Magical Corner

I am sitting in a corner. I had never sat here before. It’s in my living room. This corner was almost always empty.

I ate leftovers and was getting ready for my routine neighborhood walk. I get a strange sense of satisfaction when different, unrelated leftover pieces come together and become a thing of their own. It feels like ticking many to-do items with a single check mark. How soothing.

It is raining outside. I do not like that. So while I was thinking about what I could do with my disappointment inside, this empty corner invited me. I didn’t even think of resisting. It was so empty, so clean, so orderly, so pure. Have you ever seen a beauty that consumes you? So here I am, in this corner for the first time.

It is such a cosy corner. How could it be that I never realized this? It was right in front of my eyes. I always looked at the other corners or spots in the living room. I had been searching for a cosy, warm, comfortable place for a while already. Yet this one wasn’t even a candidate. I even considered spots that weren’t corners at all, artificial corners formed by furniture. How strange.

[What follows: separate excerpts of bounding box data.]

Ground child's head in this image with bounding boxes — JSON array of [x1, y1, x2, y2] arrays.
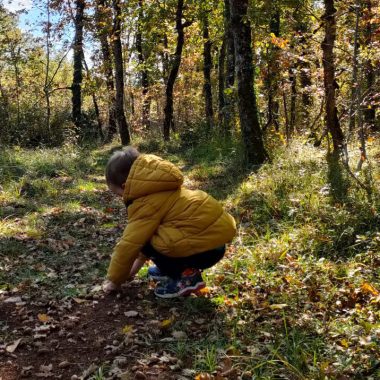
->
[[106, 146, 140, 196]]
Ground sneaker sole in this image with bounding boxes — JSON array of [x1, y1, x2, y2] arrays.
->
[[154, 281, 206, 298], [148, 276, 169, 282]]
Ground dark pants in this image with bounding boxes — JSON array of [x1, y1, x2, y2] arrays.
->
[[141, 243, 226, 278]]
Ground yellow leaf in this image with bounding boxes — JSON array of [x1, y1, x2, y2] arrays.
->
[[5, 338, 22, 354], [37, 314, 51, 323], [198, 286, 210, 295], [340, 339, 349, 348], [269, 303, 288, 310], [160, 318, 174, 329], [194, 373, 214, 380], [73, 298, 87, 304], [361, 282, 380, 296], [122, 325, 133, 334]]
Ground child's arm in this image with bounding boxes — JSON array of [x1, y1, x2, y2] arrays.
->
[[103, 253, 147, 293], [129, 253, 147, 280]]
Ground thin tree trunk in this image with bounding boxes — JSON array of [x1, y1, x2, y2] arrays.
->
[[322, 0, 344, 152], [43, 0, 51, 136], [289, 66, 297, 137], [218, 36, 226, 127], [112, 0, 131, 145], [364, 0, 380, 130], [223, 0, 235, 136], [83, 57, 104, 140], [10, 43, 21, 128], [348, 1, 360, 134], [163, 0, 190, 141], [95, 0, 117, 142], [264, 0, 280, 131], [293, 9, 313, 125], [136, 0, 150, 128], [230, 0, 267, 164], [202, 11, 214, 128], [71, 0, 85, 130]]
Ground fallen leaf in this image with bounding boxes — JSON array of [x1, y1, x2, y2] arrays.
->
[[160, 318, 174, 329], [340, 339, 349, 348], [361, 282, 380, 296], [269, 303, 288, 310], [198, 286, 210, 296], [4, 297, 22, 303], [124, 310, 139, 318], [5, 338, 22, 354], [73, 298, 87, 304], [122, 325, 133, 334], [37, 314, 51, 323], [172, 331, 187, 340]]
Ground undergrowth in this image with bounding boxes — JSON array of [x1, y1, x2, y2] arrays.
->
[[0, 138, 380, 379]]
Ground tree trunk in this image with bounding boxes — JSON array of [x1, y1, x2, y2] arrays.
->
[[136, 0, 150, 128], [112, 0, 131, 145], [163, 0, 190, 141], [202, 11, 214, 128], [289, 66, 297, 137], [364, 0, 380, 131], [223, 0, 235, 136], [43, 0, 51, 137], [83, 57, 104, 140], [265, 0, 280, 131], [348, 1, 360, 133], [71, 0, 85, 130], [322, 0, 344, 152], [230, 0, 267, 164], [293, 8, 313, 126], [218, 36, 226, 127], [95, 0, 117, 142]]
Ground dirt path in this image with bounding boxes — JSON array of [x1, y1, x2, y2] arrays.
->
[[0, 280, 229, 380]]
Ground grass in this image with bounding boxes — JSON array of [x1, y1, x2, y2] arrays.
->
[[0, 139, 380, 379]]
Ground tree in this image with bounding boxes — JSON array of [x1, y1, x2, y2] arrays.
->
[[163, 0, 191, 141], [71, 0, 85, 130], [222, 0, 235, 136], [321, 0, 344, 152], [95, 0, 117, 142], [230, 0, 267, 164], [201, 9, 214, 128], [136, 0, 150, 128], [112, 0, 131, 145]]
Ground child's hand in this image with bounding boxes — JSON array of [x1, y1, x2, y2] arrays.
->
[[102, 280, 120, 294]]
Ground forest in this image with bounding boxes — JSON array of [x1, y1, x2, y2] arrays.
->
[[0, 0, 380, 380]]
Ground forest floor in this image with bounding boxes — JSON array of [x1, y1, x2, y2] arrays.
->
[[0, 137, 380, 380]]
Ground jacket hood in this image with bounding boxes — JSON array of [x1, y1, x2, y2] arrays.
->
[[123, 154, 183, 202]]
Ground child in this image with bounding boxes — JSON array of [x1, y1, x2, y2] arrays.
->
[[103, 147, 236, 298]]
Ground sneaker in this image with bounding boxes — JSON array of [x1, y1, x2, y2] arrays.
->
[[148, 265, 169, 282], [154, 270, 206, 298]]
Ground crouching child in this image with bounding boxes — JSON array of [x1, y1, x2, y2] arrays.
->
[[103, 147, 236, 298]]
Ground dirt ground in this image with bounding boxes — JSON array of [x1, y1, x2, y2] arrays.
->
[[0, 280, 227, 380]]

This corner is interesting, actually, because one of its sides is not a wall—it is a window. The window-wall of the balcony. That makes it special. Because it is not clear: am I outside or inside? Outside is more in my view than the room itself. I watch and feel the rain, but I am not touched by it. My back leans against a warm wall. I am amazed by my amazement at this corner. Its simplicity hides its complexity.

Soon outside is going to become dark. The window-wall is going to become a mirror. I am going to see the inside outside. How magical. Outside is going to show me what is inside. I am excited already. While seeing the inside outside, I will still be able to see the outside inside, because I saw it once—it cannot hide itself again.

Do not break my magic. I am outside while I am inside. I have the experience of outside while I am still inside. I am in a corner, but I am not cornered. One side of this corner is open; it is both a window and a mirror. Which one do I want to see? Am I looking outside or inside? Am I looking through the window or at the mirror?

This is pure magic.

A walk became a disappointment.
A disappointment became a walk.

I am about to see myself outside inside.